Smack dealer approach: Just go this once. How can you say you don’t like it if you’ve never tried? This first time is on me. It is not a big deal. Everyone is going.

Swiping the V-card approach: The first time is always the worst, baby. You’ll get used to it. I swear by the time you’re a senior you’re going to love it.

Tough Love approach: Just reserve a seat on the damn bus! Life isn’t always fair or easy. We all have to do things we don’t like to do. Just go. This discussion is over, you better be in Boston.

Emotional Manipulation/Significant Other three-pronged approach:

1. I just thought it was something we could do together. It’s not your thing, that’s fine. No, its fine, really.
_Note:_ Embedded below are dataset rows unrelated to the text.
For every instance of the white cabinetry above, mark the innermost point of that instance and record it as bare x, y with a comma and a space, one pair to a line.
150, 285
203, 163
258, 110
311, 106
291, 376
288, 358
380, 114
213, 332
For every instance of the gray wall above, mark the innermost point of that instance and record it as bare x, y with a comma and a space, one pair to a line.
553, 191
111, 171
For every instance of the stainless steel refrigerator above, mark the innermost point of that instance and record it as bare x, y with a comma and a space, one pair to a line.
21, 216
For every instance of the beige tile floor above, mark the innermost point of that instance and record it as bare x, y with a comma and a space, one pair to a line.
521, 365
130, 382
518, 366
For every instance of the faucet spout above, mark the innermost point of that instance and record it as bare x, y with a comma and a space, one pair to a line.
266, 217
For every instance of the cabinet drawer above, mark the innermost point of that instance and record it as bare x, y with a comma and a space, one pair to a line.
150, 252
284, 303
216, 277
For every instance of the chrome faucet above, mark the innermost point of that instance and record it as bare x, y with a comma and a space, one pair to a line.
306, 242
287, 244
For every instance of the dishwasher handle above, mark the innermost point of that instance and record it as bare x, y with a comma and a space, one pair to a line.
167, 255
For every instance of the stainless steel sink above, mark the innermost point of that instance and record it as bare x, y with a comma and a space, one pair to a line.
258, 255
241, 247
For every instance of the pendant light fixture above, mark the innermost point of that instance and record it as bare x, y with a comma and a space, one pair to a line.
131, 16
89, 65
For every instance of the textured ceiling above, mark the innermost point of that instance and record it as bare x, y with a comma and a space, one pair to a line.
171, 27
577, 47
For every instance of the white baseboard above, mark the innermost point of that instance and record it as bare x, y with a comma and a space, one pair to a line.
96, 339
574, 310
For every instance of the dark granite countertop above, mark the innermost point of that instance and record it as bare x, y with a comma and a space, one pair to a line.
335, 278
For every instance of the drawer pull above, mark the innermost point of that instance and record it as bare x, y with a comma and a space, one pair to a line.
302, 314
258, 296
2. I just wish you would support me in my activities, that’s all. You just take and take. Don’t come if you don’t want to. No, I don’t want you there if you’ll be unhappy. I want you to want to come because you know it’s important to me.

3. I can’t keep doing this! I’m going to go and have an amazing time without you! Even if you wanted to come, it’s too late!

You Want to Fight Me approach: So if you think The Game is stupid, are you saying I’m stupid for going? What, you think you’re above football and tailgates? No seriously, I want to know. You think you’re better than me or something?

School Psychologist approach: You don’t think you are worthy of The Game, do you? You are worthy of going to The Game. Say it. “I am worthy of The Game.” That’s right. Now say it and believe it. “I am worthy of The Game.”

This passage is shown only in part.